Rubbish charging given the go-ahead:
Councils in England are to be given the power to introduce pilot schemes to charge households according to the amount of rubbish they throw away.
I have mixed feelings about this. I’m pleased that people are thinking seriously about waste at last, but I’m not sure that charging for unrecycled waste is, on its own, a solution. Let me explain why.
For years now, local authorities have been caught between two hard places. The government has reduced central funding and told the councils to raise the money they need with Council Tax. If their taxes are high, that’s their own fault, and nothing to do with the government. The government saves money and blames the councillors in high-spending authorities for being wasteful.
Recycling schemes cost money, of course, but the councils are trapped there too: the councils themselves are charged for every tonne of waste they send to landfill. So they need to recycle as much as possible to save on this cost. But setting up and managing the recycling costs money too. Councils might want to offer (for example) kerbside plastic recycling, but then find that they can only do so at a loss. They’re doing the right thing, environmentally and morally and in the eyes of the government, but they’re making a loss on it and will have to pay for that from Council Taxes. So some other service, like a library or something generally seen as “less important” than recycling, will get cut instead.
And throughout it all, the government smugly declares that these problems are not of its making, because every high-spending council has only itself to blame.
Right, rant out of the way. Here’s what really bothers me about this idea.
The Tories criticise the scheme saying it will encourage fly-tipping. It might, but I don’t think that’s the biggest problem. More likely is widespread difficulty for people to actually obey the requirements laid upon them to recycle.
Why might it be difficult? Because effective recycling needs physical space.
I’ve said before that recycling is all about storage. You have waste stuff, and it has to be put somewhere. In the past, people just threw it in the dustbin. Now, they need to throw it into one of four or five dustbins. But kitchens in many thousands of houses and flats don’t have enough space for that many bins.
Larger households will find room. Keen green-minded recyclers will make room. But thousands of people, especially those in smaller properties, flats, or rented accommodation, will have trouble finding the space they need to store the waste that they can’t immediately get rid of. People in these circumstances will find it hard to follow waste regulations, because they don’t have the physical space to store their waste and will incur costs if they throw them in their standard wheelie bin.
I can think of two possible solutions, or at least methods of making life easier for these people.
One is widespread use of community bins. A bit like the local recycling centres you see in most towns, but on a much wider scale. There will need to be one on every street, and it will need to be bigger and accept more kinds of waste than the existing ones. There would no doubt be a lot of opposition to something like this, but I suspect most people would prefer it to paying more taxes.
Another option - and this is the one I’d prefer and hope to see come about - is a massive increase in the use of recyclable packaging by food manufacturers and retailers.

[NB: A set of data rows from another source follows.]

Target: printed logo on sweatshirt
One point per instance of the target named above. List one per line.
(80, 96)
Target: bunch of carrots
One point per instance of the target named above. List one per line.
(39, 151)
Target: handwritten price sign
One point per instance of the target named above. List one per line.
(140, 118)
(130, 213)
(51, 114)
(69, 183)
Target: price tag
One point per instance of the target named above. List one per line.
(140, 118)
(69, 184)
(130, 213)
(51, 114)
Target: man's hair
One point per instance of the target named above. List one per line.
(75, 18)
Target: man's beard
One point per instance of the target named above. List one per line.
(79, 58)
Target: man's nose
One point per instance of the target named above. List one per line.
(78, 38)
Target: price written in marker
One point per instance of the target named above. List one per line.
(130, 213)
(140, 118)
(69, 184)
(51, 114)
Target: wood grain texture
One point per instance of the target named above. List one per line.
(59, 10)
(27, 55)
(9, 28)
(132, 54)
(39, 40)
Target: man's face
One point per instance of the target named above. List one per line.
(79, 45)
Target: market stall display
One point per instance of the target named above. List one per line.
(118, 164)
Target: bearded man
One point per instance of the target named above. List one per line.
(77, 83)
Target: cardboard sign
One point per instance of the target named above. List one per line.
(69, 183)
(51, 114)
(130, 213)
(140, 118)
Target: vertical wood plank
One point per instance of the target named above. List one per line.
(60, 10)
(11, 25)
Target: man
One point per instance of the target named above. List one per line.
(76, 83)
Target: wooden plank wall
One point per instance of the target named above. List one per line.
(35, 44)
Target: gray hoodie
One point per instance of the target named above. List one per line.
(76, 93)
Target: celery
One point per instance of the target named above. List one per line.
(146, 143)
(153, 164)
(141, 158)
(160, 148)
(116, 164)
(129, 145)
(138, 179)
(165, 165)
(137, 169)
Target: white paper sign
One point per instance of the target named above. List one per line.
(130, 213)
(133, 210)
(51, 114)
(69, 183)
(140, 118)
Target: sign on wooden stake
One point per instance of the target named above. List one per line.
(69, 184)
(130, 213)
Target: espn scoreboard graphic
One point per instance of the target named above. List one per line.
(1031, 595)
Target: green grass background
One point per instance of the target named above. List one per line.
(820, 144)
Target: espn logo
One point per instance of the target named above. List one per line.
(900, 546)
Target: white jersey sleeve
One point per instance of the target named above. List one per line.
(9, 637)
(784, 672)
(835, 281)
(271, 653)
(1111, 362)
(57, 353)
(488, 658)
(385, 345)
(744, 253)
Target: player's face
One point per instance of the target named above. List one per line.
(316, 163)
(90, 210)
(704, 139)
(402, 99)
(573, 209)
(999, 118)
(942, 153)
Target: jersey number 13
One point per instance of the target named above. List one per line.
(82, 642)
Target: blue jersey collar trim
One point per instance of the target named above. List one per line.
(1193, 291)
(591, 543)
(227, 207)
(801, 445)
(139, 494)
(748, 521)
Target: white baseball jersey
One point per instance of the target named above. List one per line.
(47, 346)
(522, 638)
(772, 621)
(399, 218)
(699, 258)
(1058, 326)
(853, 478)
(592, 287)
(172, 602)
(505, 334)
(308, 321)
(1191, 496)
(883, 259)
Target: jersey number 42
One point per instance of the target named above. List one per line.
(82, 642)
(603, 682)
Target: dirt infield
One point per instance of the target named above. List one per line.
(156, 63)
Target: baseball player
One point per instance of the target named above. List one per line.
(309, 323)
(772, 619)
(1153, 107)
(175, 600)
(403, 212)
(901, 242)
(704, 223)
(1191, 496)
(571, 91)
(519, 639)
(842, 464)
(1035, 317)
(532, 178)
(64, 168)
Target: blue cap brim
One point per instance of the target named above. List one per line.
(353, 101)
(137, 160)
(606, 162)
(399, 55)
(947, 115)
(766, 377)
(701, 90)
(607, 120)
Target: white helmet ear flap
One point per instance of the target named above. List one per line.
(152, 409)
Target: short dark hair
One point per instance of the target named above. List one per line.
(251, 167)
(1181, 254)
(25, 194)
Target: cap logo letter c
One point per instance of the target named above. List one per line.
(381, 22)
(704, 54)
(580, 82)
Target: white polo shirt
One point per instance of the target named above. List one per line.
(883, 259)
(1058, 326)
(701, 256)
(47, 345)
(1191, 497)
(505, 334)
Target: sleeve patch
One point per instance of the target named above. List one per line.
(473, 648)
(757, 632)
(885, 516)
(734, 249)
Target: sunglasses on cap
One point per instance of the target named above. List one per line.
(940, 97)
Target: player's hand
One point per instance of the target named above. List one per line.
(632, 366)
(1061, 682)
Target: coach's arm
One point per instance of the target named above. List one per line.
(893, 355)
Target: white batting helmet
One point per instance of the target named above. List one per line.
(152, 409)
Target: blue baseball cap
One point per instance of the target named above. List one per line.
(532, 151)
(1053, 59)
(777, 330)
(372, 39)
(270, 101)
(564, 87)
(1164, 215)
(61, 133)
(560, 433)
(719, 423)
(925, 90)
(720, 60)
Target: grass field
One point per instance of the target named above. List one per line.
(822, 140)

When people discover they are being charged by their council for disposal of the little plastic trays that their ham slices sit in, pressure will increase on the supermarkets to make sure those little trays can be recycled.
With any luck, we’ll see bio-degradable packaging taking over. Those with gardens could chuck packaging into their compost bins; those without would be able to throw it on communal compost piles in their nearest park or open space.

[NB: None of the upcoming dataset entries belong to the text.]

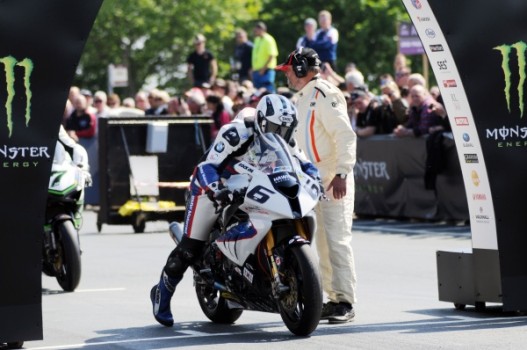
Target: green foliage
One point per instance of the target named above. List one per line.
(154, 37)
(367, 30)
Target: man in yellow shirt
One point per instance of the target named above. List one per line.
(265, 52)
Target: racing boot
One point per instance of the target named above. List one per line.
(160, 295)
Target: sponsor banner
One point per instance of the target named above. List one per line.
(461, 118)
(409, 42)
(390, 181)
(489, 49)
(37, 63)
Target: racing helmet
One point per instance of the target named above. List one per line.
(276, 114)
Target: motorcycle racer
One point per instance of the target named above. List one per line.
(274, 113)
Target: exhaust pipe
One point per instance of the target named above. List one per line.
(176, 231)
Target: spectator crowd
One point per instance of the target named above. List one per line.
(402, 105)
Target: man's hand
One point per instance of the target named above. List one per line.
(339, 187)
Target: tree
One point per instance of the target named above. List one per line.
(153, 38)
(367, 30)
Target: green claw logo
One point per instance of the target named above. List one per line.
(10, 63)
(520, 47)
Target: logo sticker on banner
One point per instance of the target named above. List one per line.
(520, 47)
(10, 63)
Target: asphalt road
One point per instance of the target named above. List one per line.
(398, 304)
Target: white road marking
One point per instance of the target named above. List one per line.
(99, 290)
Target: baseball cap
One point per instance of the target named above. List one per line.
(86, 92)
(311, 21)
(357, 93)
(199, 38)
(309, 54)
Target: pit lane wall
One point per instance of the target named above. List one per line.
(477, 51)
(41, 45)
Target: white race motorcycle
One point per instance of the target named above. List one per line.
(272, 269)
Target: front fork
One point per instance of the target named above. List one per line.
(278, 286)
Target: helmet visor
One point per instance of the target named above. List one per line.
(281, 130)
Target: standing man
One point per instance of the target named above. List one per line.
(202, 66)
(242, 56)
(326, 136)
(326, 39)
(264, 57)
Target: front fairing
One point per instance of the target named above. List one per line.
(274, 187)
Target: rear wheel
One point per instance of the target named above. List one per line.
(214, 306)
(301, 306)
(68, 266)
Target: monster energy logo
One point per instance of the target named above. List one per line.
(9, 67)
(520, 47)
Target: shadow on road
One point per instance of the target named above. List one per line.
(207, 333)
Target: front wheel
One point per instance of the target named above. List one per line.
(214, 306)
(301, 305)
(68, 267)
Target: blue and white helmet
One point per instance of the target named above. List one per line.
(276, 114)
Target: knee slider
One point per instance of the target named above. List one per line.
(185, 254)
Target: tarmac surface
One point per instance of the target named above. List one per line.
(398, 304)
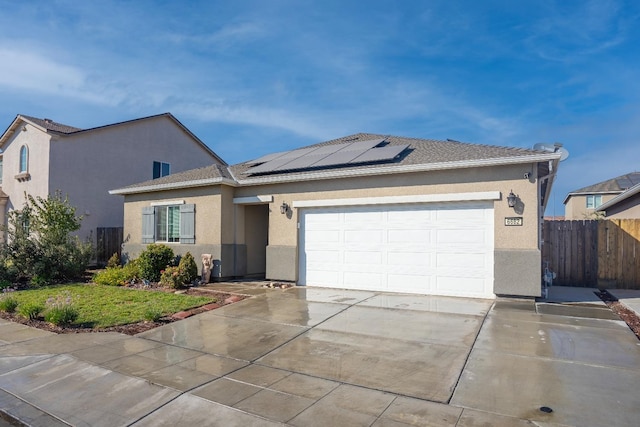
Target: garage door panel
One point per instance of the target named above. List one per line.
(323, 236)
(323, 257)
(414, 283)
(363, 237)
(462, 236)
(363, 257)
(409, 236)
(362, 280)
(452, 260)
(404, 216)
(444, 248)
(359, 217)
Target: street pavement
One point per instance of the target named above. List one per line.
(318, 357)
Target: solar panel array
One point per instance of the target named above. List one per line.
(326, 156)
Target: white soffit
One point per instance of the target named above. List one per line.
(168, 202)
(385, 200)
(252, 200)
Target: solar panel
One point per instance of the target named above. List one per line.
(341, 157)
(283, 159)
(326, 156)
(266, 158)
(359, 145)
(303, 162)
(380, 154)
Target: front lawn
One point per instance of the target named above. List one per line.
(106, 306)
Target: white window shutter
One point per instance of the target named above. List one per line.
(188, 224)
(148, 224)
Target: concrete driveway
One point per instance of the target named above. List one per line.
(318, 357)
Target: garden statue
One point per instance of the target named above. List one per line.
(206, 267)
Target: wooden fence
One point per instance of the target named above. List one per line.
(108, 242)
(595, 253)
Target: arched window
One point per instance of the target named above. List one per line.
(24, 159)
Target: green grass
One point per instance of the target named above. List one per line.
(104, 306)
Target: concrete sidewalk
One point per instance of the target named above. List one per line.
(309, 356)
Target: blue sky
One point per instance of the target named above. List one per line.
(252, 77)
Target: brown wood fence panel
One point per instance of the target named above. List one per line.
(604, 253)
(108, 242)
(619, 253)
(569, 249)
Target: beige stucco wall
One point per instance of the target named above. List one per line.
(516, 247)
(38, 166)
(283, 229)
(576, 207)
(87, 165)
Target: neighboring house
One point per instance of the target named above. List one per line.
(624, 206)
(40, 156)
(587, 202)
(362, 212)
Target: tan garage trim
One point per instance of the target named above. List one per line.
(385, 200)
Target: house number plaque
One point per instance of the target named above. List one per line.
(513, 220)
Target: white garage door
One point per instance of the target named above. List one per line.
(433, 248)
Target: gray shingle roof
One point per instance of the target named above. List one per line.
(420, 153)
(210, 172)
(49, 124)
(614, 185)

I’m not opposed to recycling; I’m very much in favour of it. I want to see it encouraged. But I think the basic, practical problem of storing waste before it is collected is just as important to recyclers as the issue of preventing it going to landfill.
One Comment
The space issue is important, but perhaps it will make people think about things at the point of purchase which is far more effective. Not necessarily consume less - which is realistically the only solution - but consume better, make a choice at the checkout and try and shop locally and don’t by crap that comes with crap. As soon as things don’t sell then manufacturers and sellers have to change.